Le Rwanda connaissait trois structures politico-administratives qui le modélisaient : la structure lignagère, la structure politico-administrative et la structure militaire qui fonctionnaient harmonieusement pour assurer l’unité et la cohésion à la fois nationale, politique, administrative et sociale. Le roi était l’unificateur suprême de ces structures. Nous l’avons dit, on l’appelait Sebantu : patriarche suprême, donc père de tous les lignages. Bien entendu, il était à la tête des chefferies foncières (chef du sol) et des chefferies pastorales (chef des «bikingi» propriétés pastorales). Ces deux chefs s’adressaient au chef du collines (igosonga), qui lui-même s’adressait au chef du lignage mineur (inzu). Cette administration faisait principalement la perception des revenus agricoles, pastoraux, artisanaux et cynégétiques en faveur du roi, propriétaire éminent de tout au Rwanda. Elle les acheminait vers la cour, non sans avoir ponctionné ce qui lui revenait de droit. C’est aussi, ajoutons-le ici, par le lignage mineur (inzu) que se faisait à la base le recrutement militaire. Kanyamacumbi a dit des choses belles sur la crédibilité de cet arbitre. D’abord c’était le clan et le lignage royal qui étaient choisis pour donner le chef. Il devait succéder à son père et non venir au pouvoir par usurpation, coup de force. Les Rwandais disaient : «ubwami bugir’ubwoko» : la royauté sort d’un clan et «ingoma iratangwa ntiyihabwa» : on hérite du pouvoir, on ne le prend pas soi-même. Donc il s’agissait d’un clan qui avait réuni le consensus sur son nom et d’un homme que son père, la coutume et le numineux, du moins tout le monde le croyait-il, avaient désigné. C’était important ça : il n’y avait pas d’arbitraire.
Il fallait à la base du pouvoir un consensus national l’accord des familles notables du pays. Il fallait celui des ancêtres et de la divinité : «umwami avukana imbuto» : le chef suprême (le roi) naît avec dans ses mains les principales semences du pays : les céréales (éleusine : sorgho), les légumes (isongi : une espèce d’épinard et des semences de courges). C’était une fiction, mais encore une fois le peuple y croyait. A vrai dire, à la perte du cordon ombilical ou de la première dent des enfants royaux, on allait les enterrer dans un champ à côté de l’érythrine (umuko), arbre sacré. C’était l’enfant dont les pousses avaient été les plus belles, les plus grasses qui était désigné candidat-roi. Mais en général c’était l’une des épreuves. Le candidat devait subir beaucoup d’autres. Le roi ne le désignait jamais publiquement. Il le chuchotait avant de mourir à l’oreille du chef des ritualistes (abiru) à qui revenait la charge de le proclamer. On comprend ici le grand rôle de ces ritualistes. Ils pouvaient bien délibérer pour infléchir la volonté du roi défunt, mais cela n’est pas attesté dans l’histoire du Rwanda.

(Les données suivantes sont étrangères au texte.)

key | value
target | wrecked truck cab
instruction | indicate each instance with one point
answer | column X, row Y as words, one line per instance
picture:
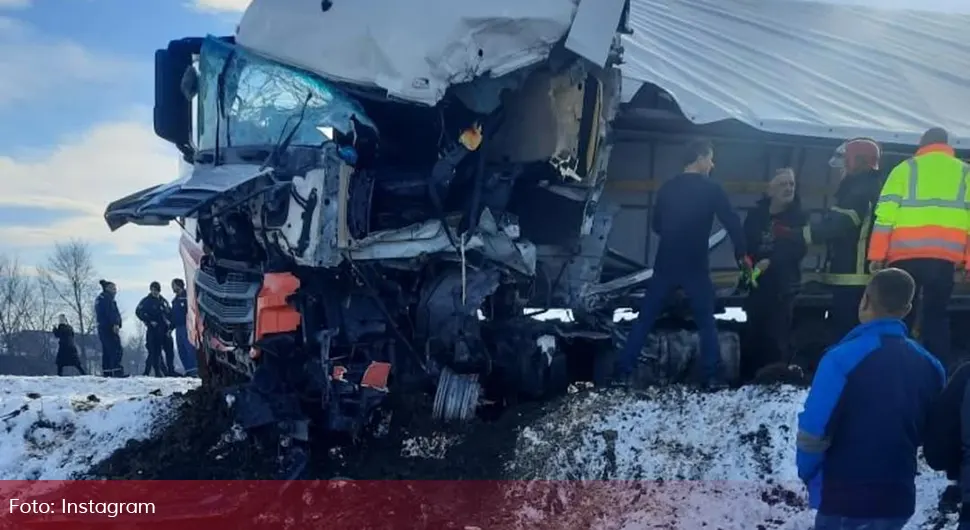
column 382, row 211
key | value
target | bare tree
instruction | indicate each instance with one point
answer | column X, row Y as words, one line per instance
column 16, row 301
column 72, row 279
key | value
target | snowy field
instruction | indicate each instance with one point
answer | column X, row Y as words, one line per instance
column 723, row 460
column 726, row 460
column 55, row 427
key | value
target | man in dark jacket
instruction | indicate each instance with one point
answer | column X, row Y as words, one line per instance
column 845, row 230
column 683, row 215
column 66, row 348
column 180, row 309
column 947, row 446
column 772, row 231
column 155, row 312
column 866, row 415
column 109, row 330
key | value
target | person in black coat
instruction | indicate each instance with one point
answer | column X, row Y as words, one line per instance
column 773, row 239
column 66, row 348
column 109, row 330
column 683, row 215
column 156, row 313
column 947, row 444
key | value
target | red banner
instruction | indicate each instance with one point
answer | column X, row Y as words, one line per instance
column 333, row 505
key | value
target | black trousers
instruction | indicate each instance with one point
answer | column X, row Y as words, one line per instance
column 929, row 321
column 68, row 358
column 768, row 330
column 111, row 353
column 844, row 311
column 155, row 343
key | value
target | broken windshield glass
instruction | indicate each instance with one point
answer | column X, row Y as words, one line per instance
column 261, row 101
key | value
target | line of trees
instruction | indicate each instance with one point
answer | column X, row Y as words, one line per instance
column 31, row 298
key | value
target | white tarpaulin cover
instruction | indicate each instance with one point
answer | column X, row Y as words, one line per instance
column 413, row 49
column 806, row 68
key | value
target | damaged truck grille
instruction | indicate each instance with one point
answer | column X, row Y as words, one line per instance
column 230, row 305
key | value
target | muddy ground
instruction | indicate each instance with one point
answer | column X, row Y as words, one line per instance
column 188, row 448
column 198, row 431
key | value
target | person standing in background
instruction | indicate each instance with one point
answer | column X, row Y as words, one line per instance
column 922, row 226
column 772, row 235
column 109, row 330
column 683, row 216
column 180, row 308
column 947, row 445
column 867, row 414
column 845, row 229
column 155, row 312
column 66, row 348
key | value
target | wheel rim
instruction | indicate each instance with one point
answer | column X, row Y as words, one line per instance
column 456, row 398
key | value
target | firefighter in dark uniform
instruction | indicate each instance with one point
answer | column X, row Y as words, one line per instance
column 156, row 313
column 109, row 330
column 845, row 230
column 771, row 231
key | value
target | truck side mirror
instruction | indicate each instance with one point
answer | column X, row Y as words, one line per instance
column 173, row 111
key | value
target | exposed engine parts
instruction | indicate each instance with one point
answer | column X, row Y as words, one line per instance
column 345, row 244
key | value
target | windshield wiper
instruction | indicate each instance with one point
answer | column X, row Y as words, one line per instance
column 221, row 105
column 284, row 143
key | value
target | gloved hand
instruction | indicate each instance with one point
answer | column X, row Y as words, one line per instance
column 780, row 231
column 748, row 276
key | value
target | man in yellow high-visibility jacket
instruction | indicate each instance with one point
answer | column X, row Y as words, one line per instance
column 922, row 226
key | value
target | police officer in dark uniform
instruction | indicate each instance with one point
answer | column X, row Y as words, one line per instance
column 845, row 229
column 155, row 312
column 180, row 309
column 109, row 330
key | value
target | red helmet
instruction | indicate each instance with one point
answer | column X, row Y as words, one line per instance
column 857, row 154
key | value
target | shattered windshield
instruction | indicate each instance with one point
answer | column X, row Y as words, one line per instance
column 262, row 101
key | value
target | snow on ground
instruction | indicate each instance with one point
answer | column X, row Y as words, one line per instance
column 724, row 460
column 56, row 427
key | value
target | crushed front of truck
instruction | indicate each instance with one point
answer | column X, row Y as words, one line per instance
column 341, row 243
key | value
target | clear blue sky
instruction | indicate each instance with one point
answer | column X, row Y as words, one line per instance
column 75, row 127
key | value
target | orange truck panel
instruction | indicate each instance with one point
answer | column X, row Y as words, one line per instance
column 273, row 313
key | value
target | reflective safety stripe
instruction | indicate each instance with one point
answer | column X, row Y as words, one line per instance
column 912, row 201
column 850, row 213
column 844, row 279
column 926, row 243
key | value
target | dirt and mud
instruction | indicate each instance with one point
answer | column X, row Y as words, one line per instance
column 199, row 441
column 202, row 430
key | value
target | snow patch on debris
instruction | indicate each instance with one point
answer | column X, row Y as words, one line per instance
column 429, row 447
column 679, row 459
column 53, row 428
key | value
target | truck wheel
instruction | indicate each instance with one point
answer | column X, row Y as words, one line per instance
column 456, row 397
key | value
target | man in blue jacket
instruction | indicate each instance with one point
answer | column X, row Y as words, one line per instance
column 683, row 216
column 866, row 415
column 180, row 309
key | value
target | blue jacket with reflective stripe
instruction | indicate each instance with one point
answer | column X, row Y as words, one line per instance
column 864, row 420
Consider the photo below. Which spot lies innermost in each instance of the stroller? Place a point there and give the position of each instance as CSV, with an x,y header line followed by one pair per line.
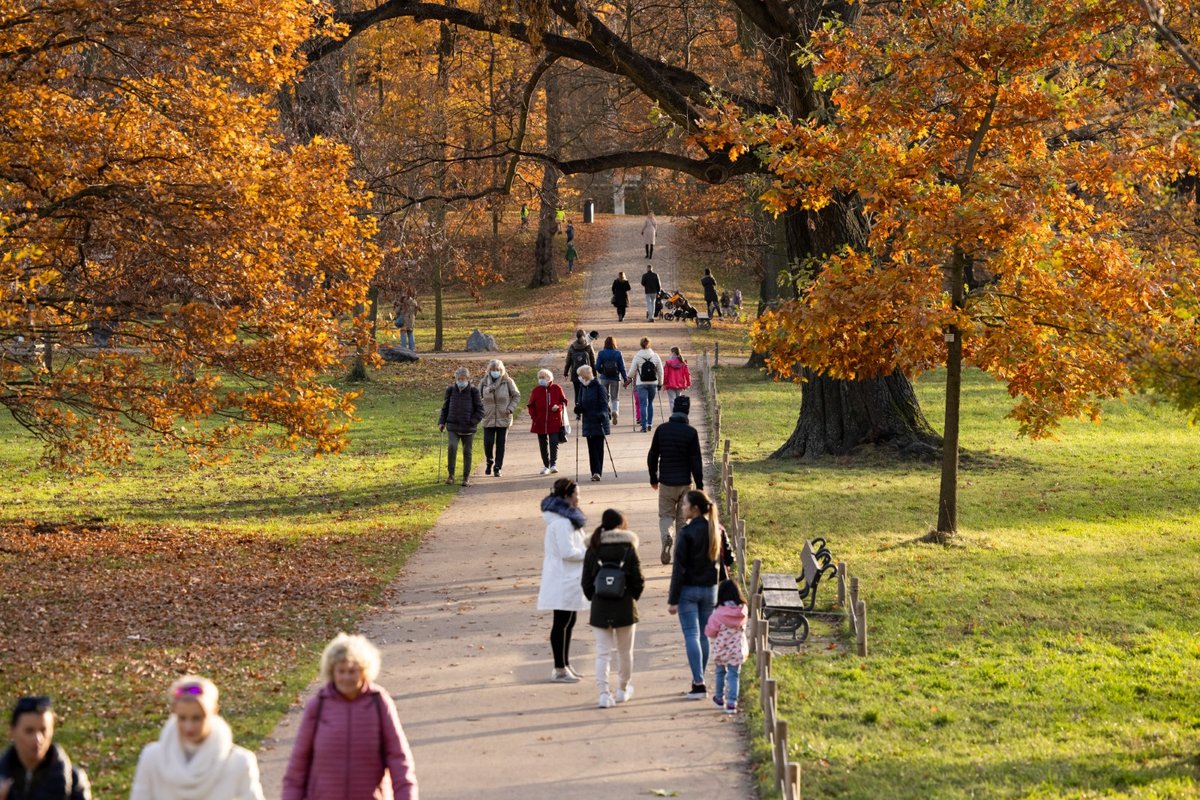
x,y
676,307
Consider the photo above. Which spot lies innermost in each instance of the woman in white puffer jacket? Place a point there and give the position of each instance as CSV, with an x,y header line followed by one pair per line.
x,y
195,757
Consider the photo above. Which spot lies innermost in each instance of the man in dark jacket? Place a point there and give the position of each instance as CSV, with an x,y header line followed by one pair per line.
x,y
461,413
652,287
34,768
676,463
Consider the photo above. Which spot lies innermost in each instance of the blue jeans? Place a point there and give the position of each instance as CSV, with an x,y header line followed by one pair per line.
x,y
696,605
727,678
646,394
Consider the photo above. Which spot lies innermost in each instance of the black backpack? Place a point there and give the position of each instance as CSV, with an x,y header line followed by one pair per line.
x,y
648,372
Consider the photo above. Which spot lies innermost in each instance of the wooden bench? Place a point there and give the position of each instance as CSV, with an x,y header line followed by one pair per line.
x,y
789,601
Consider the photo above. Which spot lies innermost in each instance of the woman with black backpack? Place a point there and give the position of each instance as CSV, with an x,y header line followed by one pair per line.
x,y
612,581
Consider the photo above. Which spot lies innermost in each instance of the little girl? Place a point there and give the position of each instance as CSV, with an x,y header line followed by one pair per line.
x,y
727,629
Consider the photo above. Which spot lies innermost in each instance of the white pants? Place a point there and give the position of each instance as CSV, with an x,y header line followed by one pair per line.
x,y
615,642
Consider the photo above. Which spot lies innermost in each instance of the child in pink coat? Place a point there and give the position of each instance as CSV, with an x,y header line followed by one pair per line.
x,y
727,629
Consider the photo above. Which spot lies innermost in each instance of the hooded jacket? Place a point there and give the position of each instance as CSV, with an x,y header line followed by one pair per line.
x,y
54,779
217,770
612,547
343,747
727,629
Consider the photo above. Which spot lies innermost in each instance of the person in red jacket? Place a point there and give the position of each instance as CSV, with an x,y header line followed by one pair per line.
x,y
351,745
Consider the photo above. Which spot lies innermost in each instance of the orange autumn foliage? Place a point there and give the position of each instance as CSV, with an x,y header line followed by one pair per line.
x,y
1039,145
147,196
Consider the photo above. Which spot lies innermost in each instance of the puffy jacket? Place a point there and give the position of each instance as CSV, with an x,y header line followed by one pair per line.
x,y
546,420
675,457
54,779
594,408
501,400
691,565
612,547
462,409
343,749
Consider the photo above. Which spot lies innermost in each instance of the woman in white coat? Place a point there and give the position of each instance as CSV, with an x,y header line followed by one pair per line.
x,y
561,571
195,757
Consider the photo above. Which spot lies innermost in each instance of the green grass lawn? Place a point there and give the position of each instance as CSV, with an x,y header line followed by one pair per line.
x,y
1054,653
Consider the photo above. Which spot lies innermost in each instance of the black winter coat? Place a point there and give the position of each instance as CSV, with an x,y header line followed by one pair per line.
x,y
615,546
462,409
675,457
691,565
594,408
54,779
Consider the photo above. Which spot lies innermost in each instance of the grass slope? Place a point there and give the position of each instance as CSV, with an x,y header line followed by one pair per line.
x,y
1054,654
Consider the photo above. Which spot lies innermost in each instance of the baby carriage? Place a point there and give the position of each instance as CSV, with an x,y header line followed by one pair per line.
x,y
676,306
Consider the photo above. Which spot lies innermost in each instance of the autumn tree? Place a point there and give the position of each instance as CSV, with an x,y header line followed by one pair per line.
x,y
167,258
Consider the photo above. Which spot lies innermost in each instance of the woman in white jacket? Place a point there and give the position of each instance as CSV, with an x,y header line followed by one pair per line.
x,y
195,757
561,571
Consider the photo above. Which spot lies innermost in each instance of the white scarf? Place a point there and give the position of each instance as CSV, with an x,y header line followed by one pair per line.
x,y
196,777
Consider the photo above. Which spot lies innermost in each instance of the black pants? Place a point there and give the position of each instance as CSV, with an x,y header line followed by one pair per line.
x,y
495,439
595,455
549,446
561,637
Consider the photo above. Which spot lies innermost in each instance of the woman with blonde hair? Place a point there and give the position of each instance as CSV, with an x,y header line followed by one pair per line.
x,y
351,745
195,757
701,558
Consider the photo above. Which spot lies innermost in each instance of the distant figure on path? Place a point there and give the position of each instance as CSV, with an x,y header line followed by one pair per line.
x,y
613,619
649,232
501,398
652,287
621,290
562,567
195,756
33,767
351,745
547,404
462,410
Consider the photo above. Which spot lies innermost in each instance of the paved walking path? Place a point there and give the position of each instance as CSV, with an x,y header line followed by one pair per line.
x,y
466,653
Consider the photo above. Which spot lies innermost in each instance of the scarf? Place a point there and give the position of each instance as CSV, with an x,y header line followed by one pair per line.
x,y
558,505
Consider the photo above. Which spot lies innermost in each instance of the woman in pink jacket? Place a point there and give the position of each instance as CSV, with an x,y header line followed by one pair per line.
x,y
351,745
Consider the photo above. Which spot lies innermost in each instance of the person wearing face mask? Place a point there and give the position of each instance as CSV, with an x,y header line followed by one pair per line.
x,y
461,413
593,410
547,402
501,397
351,745
33,767
195,757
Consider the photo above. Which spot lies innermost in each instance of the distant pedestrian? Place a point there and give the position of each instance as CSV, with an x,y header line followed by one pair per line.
x,y
613,619
727,629
592,409
711,300
649,232
621,290
195,756
647,371
676,377
579,354
611,371
351,745
700,561
501,398
676,464
462,410
652,287
547,407
562,567
33,767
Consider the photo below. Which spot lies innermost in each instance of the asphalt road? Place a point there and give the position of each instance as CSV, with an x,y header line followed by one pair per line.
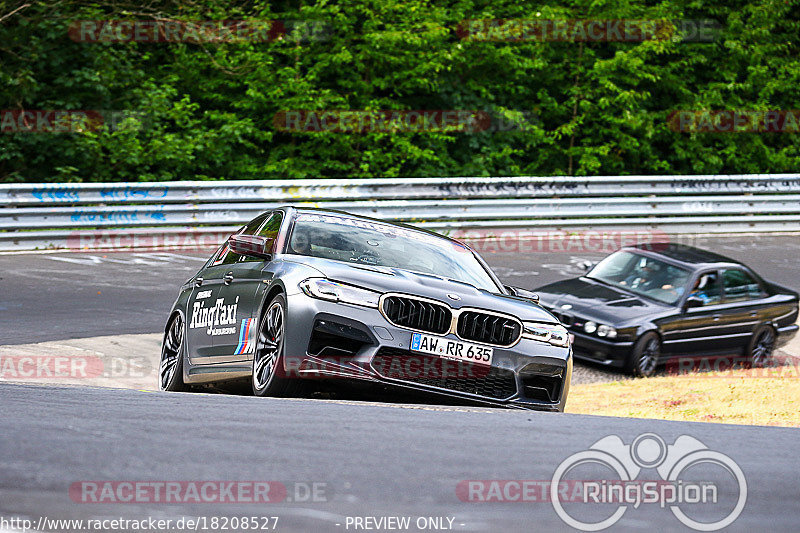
x,y
374,460
69,295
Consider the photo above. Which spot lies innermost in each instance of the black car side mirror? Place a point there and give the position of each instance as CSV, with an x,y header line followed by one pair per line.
x,y
693,301
252,245
523,293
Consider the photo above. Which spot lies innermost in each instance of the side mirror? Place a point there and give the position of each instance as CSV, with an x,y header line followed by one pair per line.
x,y
523,293
693,301
252,245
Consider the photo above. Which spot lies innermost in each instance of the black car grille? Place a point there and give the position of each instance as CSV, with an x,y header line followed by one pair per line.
x,y
417,314
458,376
489,329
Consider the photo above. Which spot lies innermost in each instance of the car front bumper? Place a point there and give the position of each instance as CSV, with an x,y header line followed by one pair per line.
x,y
336,340
591,348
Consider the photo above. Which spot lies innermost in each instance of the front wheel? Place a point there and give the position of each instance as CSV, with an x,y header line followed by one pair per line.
x,y
268,358
644,357
170,371
761,346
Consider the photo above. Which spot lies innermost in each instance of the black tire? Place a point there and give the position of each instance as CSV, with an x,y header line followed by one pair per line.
x,y
170,370
268,360
643,359
761,346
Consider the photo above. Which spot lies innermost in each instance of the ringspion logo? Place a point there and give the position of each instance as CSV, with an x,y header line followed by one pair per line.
x,y
679,490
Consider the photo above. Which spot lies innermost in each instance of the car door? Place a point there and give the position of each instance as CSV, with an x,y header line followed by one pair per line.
x,y
743,306
242,286
692,330
199,314
212,314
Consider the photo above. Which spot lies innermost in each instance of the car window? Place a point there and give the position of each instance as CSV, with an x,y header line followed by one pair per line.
x,y
643,275
272,226
377,244
739,285
707,288
226,256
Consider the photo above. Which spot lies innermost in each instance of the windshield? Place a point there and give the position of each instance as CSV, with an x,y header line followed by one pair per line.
x,y
642,275
371,243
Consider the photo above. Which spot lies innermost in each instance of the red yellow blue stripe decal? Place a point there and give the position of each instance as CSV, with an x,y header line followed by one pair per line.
x,y
245,342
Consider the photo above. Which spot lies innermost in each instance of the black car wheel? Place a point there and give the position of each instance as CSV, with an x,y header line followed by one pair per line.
x,y
270,347
170,372
761,346
644,357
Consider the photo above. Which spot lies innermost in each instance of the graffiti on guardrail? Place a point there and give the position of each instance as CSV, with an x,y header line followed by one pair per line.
x,y
527,241
75,193
153,214
125,193
735,185
511,188
125,240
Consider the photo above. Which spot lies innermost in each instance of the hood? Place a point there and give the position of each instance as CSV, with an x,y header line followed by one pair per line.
x,y
386,279
597,301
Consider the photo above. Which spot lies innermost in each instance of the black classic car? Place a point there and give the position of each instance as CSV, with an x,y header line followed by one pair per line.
x,y
640,307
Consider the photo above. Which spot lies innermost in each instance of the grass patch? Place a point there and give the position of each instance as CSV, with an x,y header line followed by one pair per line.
x,y
764,397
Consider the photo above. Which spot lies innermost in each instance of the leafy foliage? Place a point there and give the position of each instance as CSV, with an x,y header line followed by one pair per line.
x,y
207,110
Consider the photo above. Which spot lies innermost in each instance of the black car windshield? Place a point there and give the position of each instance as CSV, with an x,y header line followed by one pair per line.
x,y
383,245
643,275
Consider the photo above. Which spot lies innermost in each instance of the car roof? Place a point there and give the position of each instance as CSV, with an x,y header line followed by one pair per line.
x,y
686,256
344,214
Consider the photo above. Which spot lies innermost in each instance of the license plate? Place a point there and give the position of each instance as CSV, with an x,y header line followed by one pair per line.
x,y
451,349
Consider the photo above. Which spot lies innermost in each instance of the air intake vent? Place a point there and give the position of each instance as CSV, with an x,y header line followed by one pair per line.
x,y
417,314
489,329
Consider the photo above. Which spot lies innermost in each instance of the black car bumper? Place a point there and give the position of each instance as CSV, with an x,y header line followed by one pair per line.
x,y
785,334
590,348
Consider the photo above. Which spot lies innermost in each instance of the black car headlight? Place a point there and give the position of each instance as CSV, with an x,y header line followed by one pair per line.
x,y
336,291
606,331
554,334
601,330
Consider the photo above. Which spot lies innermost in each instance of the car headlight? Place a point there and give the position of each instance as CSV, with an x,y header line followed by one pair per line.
x,y
606,331
335,291
554,334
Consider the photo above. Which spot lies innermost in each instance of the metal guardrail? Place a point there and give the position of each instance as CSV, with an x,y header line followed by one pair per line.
x,y
192,213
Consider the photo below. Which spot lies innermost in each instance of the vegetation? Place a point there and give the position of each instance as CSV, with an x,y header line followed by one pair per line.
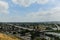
x,y
7,37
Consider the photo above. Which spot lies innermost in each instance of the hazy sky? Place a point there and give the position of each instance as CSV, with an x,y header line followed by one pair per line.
x,y
29,10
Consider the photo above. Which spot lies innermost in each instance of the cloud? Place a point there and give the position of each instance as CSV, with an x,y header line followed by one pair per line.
x,y
4,7
46,15
27,3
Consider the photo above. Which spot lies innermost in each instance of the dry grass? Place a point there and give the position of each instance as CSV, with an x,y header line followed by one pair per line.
x,y
6,37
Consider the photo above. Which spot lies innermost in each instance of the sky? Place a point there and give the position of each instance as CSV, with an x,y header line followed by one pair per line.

D’autre part, les moyens de gestion de la cour et de l’administration publique, y compris les gymnases (amatorero) royaux, ne lui venaient que du fisc et des dons de la population, qu’il ne pouvait pas avoir sans le consensus autour de sa personne. On est loin de ces chefs suprêmes actuels qui confondent la caisse de l’Etat avec leur et qui font de la corruption un moyen de gouvernement. Il est choisi non en fonction de sa richesse personnelle, mais du consensus autour de son clan et de sa famille et de ses qualités personnelles. Le roi était le juge suprême de tous les conflits, il partageait ce pouvoir avec les chefs d’armées, les chefs de lignages et les chefs de foyers. Toute la population avait le pouvoir de police judiciaire. Il n’existait pas de magistrature assise, en dehors de lui-même et des chefs d’armée. Le chef d’armée et le patron de clientèle avaient le devoir de protéger judiciairement ceux qui étaient sous leur dépendance.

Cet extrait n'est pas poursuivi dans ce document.